Staphylococcus pettenkoferi

Scientific classification
- Domain: Bacteria
- Kingdom: Bacillati
- Phylum: Bacillota
- Class: Bacilli
- Order: Bacillales
- Family: Staphylococcaceae
- Genus: Staphylococcus
- Species: S. pettenkoferi
- Binomial name: Staphylococcus pettenkoferi Trülzsch et al. 2007

= Staphylococcus pettenkoferi =

- Genus: Staphylococcus
- Species: pettenkoferi
- Authority: Trülzsch et al. 2007

Species of bacterium

Staphylococcus pettenkoferi is a bacterial species belonging to the genus Staphylococcus.
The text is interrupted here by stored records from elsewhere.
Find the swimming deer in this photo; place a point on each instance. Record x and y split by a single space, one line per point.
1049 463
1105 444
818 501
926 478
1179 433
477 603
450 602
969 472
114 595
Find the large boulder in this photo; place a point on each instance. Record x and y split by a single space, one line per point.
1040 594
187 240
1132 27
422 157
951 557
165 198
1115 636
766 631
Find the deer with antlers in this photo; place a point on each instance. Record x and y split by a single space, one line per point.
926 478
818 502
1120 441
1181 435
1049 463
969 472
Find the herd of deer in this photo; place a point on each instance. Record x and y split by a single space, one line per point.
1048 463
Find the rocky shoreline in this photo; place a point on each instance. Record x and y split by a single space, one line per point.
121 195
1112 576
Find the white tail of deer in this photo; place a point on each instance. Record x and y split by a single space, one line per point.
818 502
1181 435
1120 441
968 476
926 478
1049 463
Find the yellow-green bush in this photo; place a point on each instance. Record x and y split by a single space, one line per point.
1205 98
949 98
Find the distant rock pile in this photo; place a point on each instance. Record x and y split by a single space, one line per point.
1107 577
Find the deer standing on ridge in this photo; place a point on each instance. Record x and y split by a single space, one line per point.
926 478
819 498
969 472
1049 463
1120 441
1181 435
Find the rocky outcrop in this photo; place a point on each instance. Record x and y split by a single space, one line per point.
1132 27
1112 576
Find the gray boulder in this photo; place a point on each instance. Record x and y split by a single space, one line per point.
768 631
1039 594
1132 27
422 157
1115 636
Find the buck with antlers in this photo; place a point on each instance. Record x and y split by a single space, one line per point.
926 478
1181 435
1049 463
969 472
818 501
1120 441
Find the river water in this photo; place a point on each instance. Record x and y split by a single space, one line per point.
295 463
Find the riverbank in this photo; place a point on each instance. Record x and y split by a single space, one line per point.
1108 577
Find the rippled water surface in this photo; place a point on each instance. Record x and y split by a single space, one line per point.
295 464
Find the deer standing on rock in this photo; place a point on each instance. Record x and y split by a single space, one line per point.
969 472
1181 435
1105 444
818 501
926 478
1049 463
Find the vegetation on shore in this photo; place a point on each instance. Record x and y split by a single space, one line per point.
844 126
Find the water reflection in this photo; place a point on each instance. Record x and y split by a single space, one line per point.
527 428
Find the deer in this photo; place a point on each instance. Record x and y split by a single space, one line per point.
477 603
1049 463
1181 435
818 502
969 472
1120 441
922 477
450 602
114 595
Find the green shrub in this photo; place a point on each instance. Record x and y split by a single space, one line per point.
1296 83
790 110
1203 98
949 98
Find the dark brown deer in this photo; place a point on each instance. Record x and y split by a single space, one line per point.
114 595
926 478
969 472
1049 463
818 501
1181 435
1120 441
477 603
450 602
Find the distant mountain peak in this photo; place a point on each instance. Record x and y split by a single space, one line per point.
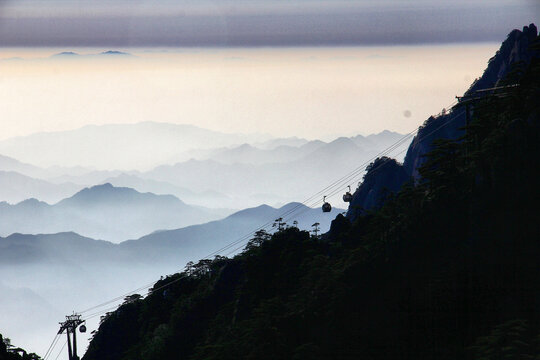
115 52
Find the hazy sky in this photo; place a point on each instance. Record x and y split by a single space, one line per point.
308 92
210 76
258 22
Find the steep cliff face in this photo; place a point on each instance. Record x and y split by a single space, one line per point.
515 51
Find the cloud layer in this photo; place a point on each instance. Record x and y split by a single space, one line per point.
256 22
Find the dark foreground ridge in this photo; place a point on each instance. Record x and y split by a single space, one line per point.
446 268
11 352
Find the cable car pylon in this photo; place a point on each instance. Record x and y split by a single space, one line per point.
326 205
70 327
347 197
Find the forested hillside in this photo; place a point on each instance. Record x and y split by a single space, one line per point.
447 268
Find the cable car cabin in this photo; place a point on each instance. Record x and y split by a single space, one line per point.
347 197
326 206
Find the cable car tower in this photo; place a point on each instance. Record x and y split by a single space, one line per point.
70 326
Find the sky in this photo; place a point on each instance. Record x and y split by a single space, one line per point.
258 22
315 93
308 68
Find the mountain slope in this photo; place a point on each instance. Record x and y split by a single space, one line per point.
513 56
447 268
129 146
103 212
15 187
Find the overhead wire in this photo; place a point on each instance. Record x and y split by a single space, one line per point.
51 346
332 189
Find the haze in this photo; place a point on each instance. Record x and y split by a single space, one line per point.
308 92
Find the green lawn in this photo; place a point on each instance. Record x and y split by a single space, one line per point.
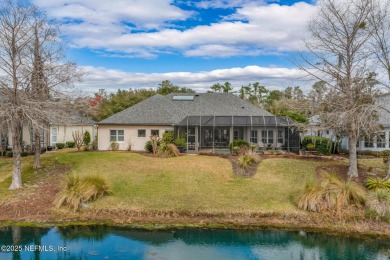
186 183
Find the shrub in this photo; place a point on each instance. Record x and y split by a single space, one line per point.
70 144
60 145
87 138
331 194
168 150
114 146
379 202
167 137
180 142
237 144
376 183
81 190
321 144
310 146
149 147
95 144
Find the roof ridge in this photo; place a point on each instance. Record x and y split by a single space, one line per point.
173 103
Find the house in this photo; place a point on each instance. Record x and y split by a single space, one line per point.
208 122
56 132
378 142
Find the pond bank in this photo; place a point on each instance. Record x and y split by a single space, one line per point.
359 229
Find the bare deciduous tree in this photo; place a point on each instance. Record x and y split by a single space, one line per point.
381 49
78 138
32 73
339 54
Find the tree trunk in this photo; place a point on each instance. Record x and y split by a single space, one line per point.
37 149
352 168
16 238
17 149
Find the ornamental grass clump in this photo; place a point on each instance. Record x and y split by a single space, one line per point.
331 194
376 183
247 159
168 150
81 190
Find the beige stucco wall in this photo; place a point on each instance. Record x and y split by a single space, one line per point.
64 133
130 136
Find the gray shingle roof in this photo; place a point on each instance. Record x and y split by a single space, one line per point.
156 110
163 110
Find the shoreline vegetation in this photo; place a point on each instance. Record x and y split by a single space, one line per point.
182 192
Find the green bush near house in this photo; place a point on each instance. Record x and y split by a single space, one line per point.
320 144
87 138
60 145
238 143
180 142
149 147
70 144
168 137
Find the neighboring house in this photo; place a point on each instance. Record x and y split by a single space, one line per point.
207 121
62 133
378 142
56 132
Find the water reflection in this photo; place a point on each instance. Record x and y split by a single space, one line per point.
102 242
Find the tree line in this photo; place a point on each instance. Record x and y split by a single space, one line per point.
34 76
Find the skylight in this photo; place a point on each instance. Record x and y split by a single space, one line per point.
183 98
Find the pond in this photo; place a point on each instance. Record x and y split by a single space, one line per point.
102 242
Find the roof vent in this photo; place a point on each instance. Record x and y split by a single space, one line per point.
183 98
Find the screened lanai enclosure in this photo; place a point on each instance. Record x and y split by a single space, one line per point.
214 133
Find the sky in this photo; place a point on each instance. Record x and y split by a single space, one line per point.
122 44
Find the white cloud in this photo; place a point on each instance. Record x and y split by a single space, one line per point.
143 14
252 30
111 80
226 3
Named in honour of Max von Pettenkofer, 1818–1901, German pioneer in the field of hygiene and public health, it was described in 2007 and is a member of the bacterial genus Staphylococcus, consisting of spherical, Gram-positive, nonmotile, non-spore-forming, facultative anaerobic bacteria. It is coagulase-negative and is probably a commensal organism on the skin of humans.

==Description==
Colonies are 1–2 mm in diameter, sometimes showing yellow pigmentation when grown at ambient temperature.

==Clinical==
Like other coagulase-negative staphylococci, S. pettenkoferi only rarely causes disease, but may occasionally cause infection in patients whose immune system is compromised. Most S. pettenkoferi strains have been isolated from the skin or from blood cultures of patients in Germany and Belgium. Recently, S. pettenkoferi was identified as the cause of osteomyelitis in a diabetic foot infection in France.